Solaranlagen auf und in der Umgebung von Baudenkmälern sind strengen Auflagen unterworfen, da sie das Erscheinungsbild des Gebäudes nachhaltig verändern.

© Stadtkonservator/in, Amt für Denkmalschutz und Denkmalpflege

Solaranlagen auf Dachflächen, an Außenwänden oder als untergeordnete Nebenanlage auf Freiflächen bedürfen in jedem Fall vor Planungsbeginn unserer Einzelfallprüfung. Es ist empfehlenswert, dazu frühzeitig mit uns in Kontakt zu treten.

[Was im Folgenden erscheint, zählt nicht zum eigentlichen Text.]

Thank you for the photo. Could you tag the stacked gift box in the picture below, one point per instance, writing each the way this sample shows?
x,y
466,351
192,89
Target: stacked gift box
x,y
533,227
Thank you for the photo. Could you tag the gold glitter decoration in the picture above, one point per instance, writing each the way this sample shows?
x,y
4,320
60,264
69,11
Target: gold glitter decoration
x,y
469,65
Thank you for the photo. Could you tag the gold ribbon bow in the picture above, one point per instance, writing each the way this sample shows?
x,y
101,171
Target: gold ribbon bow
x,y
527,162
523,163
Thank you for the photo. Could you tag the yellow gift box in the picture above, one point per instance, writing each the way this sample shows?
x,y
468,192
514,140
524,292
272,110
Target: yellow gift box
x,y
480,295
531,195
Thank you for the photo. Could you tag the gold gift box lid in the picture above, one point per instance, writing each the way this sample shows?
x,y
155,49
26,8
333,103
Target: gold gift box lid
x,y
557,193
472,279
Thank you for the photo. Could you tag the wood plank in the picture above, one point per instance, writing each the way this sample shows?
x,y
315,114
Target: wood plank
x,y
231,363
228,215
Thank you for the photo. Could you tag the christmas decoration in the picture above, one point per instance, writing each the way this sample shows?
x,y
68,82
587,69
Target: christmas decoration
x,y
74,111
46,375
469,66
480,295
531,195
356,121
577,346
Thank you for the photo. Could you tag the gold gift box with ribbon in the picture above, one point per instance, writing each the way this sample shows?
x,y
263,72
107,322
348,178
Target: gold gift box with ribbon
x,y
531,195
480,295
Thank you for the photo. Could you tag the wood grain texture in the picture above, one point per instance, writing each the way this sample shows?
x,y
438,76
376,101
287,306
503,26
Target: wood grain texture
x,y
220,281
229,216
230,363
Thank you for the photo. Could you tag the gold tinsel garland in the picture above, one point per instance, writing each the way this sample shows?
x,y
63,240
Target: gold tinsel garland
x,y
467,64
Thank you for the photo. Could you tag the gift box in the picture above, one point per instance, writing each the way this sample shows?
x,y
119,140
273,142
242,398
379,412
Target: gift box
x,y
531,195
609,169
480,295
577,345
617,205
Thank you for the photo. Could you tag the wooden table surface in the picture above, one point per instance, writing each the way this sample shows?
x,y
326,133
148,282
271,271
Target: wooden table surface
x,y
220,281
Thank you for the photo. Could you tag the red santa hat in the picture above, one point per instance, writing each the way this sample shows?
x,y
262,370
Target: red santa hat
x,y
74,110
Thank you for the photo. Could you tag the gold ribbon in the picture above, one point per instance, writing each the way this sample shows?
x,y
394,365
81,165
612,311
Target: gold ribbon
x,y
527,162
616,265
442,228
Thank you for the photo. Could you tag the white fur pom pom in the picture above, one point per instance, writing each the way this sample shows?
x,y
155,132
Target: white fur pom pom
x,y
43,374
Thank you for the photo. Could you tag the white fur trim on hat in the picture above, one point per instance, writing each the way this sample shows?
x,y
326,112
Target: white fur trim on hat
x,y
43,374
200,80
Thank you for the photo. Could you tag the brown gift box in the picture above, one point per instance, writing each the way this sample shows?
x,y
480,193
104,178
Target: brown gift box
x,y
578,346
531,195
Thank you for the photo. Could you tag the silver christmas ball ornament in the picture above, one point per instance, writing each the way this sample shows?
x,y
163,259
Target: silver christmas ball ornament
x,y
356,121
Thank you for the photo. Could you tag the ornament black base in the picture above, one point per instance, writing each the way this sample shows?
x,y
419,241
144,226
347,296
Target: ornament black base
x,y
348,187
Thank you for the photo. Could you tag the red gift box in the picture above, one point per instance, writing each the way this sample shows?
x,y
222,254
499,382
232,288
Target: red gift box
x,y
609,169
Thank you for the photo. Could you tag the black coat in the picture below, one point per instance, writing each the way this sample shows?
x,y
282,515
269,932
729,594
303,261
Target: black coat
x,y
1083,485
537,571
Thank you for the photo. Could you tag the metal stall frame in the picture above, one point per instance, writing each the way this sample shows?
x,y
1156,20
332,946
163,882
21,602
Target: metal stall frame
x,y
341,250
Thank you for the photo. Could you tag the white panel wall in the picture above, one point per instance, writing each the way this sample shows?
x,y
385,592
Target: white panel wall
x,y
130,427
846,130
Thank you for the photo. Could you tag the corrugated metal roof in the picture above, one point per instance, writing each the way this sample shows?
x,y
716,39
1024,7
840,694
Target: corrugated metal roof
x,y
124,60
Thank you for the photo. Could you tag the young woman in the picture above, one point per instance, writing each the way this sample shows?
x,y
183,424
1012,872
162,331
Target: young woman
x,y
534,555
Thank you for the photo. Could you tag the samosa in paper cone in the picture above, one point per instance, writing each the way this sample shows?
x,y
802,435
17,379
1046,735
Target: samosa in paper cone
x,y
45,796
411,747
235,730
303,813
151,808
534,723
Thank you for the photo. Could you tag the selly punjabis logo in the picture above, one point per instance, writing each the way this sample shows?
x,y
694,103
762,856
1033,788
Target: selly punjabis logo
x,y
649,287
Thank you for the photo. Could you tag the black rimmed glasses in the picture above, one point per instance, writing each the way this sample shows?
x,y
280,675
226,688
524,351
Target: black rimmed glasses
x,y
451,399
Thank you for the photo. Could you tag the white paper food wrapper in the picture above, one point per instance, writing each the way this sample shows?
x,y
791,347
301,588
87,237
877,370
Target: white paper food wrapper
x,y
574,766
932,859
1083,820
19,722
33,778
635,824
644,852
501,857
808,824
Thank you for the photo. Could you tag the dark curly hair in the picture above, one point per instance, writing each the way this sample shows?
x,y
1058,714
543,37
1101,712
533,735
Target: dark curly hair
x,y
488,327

Unabhängig davon, ob eine Erlaubnis für das jeweilige Baudenkmal in Aussicht gestellt werden kann oder versagt wird, sind folgende Nutzungsarten und Systeme zu unterscheiden:

Solarthermie

  • Flachkollektoren, Vakuumröhrenkollektoren
  • Erzeugung von Warmwasser, Heizungsunterstützung, Kombination von beiden Systemen
  • Eigenbedarfsnutzung

Photovoltaik und Hybridsysteme

  • Modulsysteme (siehe unter "Bauweisen")
  • Erzeugung von Solarstrom
  • Netzeinspeisung, wirtschaftliche Nutzung

Bauweisen (abhängig von der Anlage)

  • Indach-Kollektoren/Aufdach-Kollektoren
  • Flachdach: Aufgeständerte Kollektoren
  • Satteldach: Je nach Neigung, Ausrichtung, Größe und Menge
  • Fassaden: Südorientierung, Ersatz zur Dachmontage, abhängig von Verschattung und Einstrahlungswinkel
  • Systeme: Mono-/polykristalline Module, Dünnschichtmodule, Solardachziegel, Solarplatten-/panele und andere

Probleme

  • historisch nicht begründete Eigenwirkung der Module
  • Beeinträchtigung des Gesamterscheinungsbildes
  • Einsehbarkeit und Blickachsen historisch begründeter Strukturen (zum Beispiel Hofanlagen, Dorfkern, Grünanlagen)
  • Veränderung der historischen Dachform/-flächen und der Dacheindeckung
  • Veränderung von historischen Fassadenflächen und historischen Freiflächen
  • Eingriffe in die denkmalwerte Substanz/Substanzverlust

Hinweis zur Erlaubnispflicht

Solaranlagen an Baudenkmalen bedürfen grundsätzlich einer Erlaubnis nach § 9 DSchG NW. Was bei der Antragstellung zu beachten ist, haben wir Ihnen zusammengestellt:

Erlaubnis nach § 9 DSchG NW

Bitte beachten Sie, dass Solaranlagen nicht baugenehmigungspflichtig sind: Die Genehmigungsfreiheit der BauO NRW entbindet nicht von der Verpflichtung zur Einhaltung der Anforderungen, die in diesem Gesetz, in Vorschriften aufgrund dieses Gesetzes oder in anderen öffentlich-rechtlichen Vorschriften gestellt werden (§ 65 Absatz 4 BauO NRW).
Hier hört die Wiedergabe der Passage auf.